Lucas123 writes: Xerox has announced a line of printed labels that can store up to 36 bits of data that can be used to track shipped products, determine the authenticity and condition of products, and even identify if a medication refill has been authorized, or if a shipping tax has been paid. The key verification features, which are targeted at thwarting counterfeiters, will work offline, allowing secure validation of an object or process without being bound to the Internet. The memory labels can be encrypted for added security and can store up to 68 billion data points.

3 of 48 comments (clear)

  1. You cannot do anything secure with 36 bits by gweihir · · Score: 4, Insightful

    In order to do things like authenticity securely, you need to sign the contained data cryptographically.
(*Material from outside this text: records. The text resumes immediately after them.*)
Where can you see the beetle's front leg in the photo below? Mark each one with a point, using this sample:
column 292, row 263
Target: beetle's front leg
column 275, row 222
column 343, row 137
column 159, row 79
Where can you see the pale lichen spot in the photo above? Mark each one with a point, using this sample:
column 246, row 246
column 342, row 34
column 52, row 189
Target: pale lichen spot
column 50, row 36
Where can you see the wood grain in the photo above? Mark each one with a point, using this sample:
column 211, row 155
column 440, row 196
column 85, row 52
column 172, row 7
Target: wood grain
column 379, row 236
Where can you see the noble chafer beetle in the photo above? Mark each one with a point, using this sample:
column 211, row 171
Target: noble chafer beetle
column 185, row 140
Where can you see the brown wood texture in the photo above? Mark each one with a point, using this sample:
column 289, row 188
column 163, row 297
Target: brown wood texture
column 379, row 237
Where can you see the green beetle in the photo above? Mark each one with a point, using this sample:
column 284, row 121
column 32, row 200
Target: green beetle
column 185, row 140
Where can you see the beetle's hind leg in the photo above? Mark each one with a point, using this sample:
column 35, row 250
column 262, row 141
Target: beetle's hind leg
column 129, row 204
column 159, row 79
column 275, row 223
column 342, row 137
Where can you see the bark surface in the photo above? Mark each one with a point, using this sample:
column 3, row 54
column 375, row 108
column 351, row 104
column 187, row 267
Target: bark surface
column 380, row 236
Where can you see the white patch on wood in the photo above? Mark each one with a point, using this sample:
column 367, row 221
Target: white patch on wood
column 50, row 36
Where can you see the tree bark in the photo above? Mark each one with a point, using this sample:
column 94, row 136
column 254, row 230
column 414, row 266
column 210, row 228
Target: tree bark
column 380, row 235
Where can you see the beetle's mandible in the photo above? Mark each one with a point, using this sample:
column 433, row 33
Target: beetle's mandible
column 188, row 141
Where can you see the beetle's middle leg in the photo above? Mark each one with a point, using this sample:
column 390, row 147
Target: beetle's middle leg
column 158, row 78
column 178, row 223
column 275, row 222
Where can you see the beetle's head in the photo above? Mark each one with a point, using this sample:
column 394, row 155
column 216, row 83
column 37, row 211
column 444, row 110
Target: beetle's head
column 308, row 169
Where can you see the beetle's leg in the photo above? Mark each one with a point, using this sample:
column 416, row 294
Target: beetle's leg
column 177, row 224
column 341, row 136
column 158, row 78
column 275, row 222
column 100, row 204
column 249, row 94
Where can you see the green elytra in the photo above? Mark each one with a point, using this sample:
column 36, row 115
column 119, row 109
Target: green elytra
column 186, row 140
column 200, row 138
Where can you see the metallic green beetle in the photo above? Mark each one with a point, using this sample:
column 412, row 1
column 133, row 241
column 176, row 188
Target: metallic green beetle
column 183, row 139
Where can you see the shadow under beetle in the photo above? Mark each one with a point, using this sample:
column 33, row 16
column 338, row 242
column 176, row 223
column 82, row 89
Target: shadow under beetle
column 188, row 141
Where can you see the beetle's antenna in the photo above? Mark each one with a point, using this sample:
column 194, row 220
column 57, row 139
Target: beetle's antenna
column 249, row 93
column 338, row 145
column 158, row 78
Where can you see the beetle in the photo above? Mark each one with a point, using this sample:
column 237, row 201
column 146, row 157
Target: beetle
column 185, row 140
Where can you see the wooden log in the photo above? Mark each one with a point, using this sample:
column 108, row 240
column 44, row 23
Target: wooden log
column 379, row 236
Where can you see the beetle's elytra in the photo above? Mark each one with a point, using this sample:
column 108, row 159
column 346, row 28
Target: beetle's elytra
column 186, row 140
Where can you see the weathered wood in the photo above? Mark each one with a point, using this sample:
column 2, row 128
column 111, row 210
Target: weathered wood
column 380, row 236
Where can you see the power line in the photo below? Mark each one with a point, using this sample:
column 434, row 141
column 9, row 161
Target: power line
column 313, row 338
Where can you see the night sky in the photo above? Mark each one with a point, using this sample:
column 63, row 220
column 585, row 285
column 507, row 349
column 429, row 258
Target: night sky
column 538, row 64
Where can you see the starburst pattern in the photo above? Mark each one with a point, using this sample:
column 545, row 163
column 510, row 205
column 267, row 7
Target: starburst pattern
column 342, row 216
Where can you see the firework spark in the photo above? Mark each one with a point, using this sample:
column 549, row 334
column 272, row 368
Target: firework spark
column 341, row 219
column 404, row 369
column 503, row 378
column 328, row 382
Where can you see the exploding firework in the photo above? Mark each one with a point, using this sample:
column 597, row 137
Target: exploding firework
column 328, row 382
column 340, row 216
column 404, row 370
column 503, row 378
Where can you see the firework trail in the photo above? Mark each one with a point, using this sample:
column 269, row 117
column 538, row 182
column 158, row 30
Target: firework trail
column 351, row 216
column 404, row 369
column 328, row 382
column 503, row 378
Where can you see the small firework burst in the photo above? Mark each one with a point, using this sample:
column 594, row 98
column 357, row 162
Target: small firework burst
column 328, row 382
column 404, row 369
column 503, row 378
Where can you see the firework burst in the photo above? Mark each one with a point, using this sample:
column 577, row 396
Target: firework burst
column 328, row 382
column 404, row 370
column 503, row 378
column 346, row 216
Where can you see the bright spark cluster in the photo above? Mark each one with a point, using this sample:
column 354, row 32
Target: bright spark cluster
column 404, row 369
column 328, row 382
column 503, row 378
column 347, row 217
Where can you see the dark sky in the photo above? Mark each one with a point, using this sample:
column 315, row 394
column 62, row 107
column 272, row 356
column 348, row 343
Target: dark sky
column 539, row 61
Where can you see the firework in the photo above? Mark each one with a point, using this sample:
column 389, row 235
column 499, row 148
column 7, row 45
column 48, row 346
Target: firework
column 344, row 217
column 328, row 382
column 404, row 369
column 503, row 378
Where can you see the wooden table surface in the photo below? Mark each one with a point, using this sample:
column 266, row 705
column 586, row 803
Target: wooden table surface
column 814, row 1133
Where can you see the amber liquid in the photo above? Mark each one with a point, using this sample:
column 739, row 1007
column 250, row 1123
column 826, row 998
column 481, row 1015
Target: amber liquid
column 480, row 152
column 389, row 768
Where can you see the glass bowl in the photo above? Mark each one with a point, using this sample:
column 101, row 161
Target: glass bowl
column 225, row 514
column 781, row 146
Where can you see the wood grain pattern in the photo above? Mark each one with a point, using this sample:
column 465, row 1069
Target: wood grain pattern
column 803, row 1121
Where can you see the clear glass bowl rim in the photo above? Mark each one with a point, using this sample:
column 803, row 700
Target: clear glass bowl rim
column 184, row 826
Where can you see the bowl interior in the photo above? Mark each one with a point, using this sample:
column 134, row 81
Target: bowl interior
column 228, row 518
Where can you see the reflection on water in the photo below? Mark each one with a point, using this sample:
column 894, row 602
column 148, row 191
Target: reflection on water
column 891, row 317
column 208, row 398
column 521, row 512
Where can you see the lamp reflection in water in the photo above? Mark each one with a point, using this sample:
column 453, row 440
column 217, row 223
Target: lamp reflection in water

The very least number of bits needed for a signature that can be called secure in any way is around 80 bits today, and you need the data to that is signed in addition.

    I conclude that this thing offers no actual security whatsoever, besides the mechanism needed to write the bits.

    --
    Most ACs are not even worth the keystrokes to insult them. Be generically insulted by this and ignored otherwise.
  2. What is the big deal? by Michael+Woodhams · · Score: 4, Insightful

    From the article (and the announcement it links to), I'm really struggling to figure out what the big deal is.

    A rewritable 36 bit label. Presumably that means you have 36 dots, each of which can be black or white (say) and you can change their state somehow. I could (a little less conveniently) do the same with a sticker with 36 dots on it, each either filled or hollow. Whenever I want to change it, I just print a new sticker with the new bit pattern and stick it over the old one.

    How does this give all the cryptographic goodness they talk about?

    They say you'll be able to cryptographically confirm authenticity off-line. But 36 bits is easily brute-forcible. If you can check the authenticity of the 36 bit pattern, the man in the middle can check all 2^36 bit patterns for authenticity and use whichever authenticated bit patterns give the message they want.

    The engineers at Xerox aren't stupid, so presumably there is something to this. However in going from the minds of the engineers to the mind of the journalist to the article to my mind, somewhere something vital has been lost.

    --
    Quattuor res in hoc mundo sanctae sunt: libri, liberi, libertas et liberalitas.
    1. Re:What is the big deal? by konohitowa · · Score: 3, Insightful

      When the journalist started to explain binary, I sort of lost hope of any technical explanation materializing.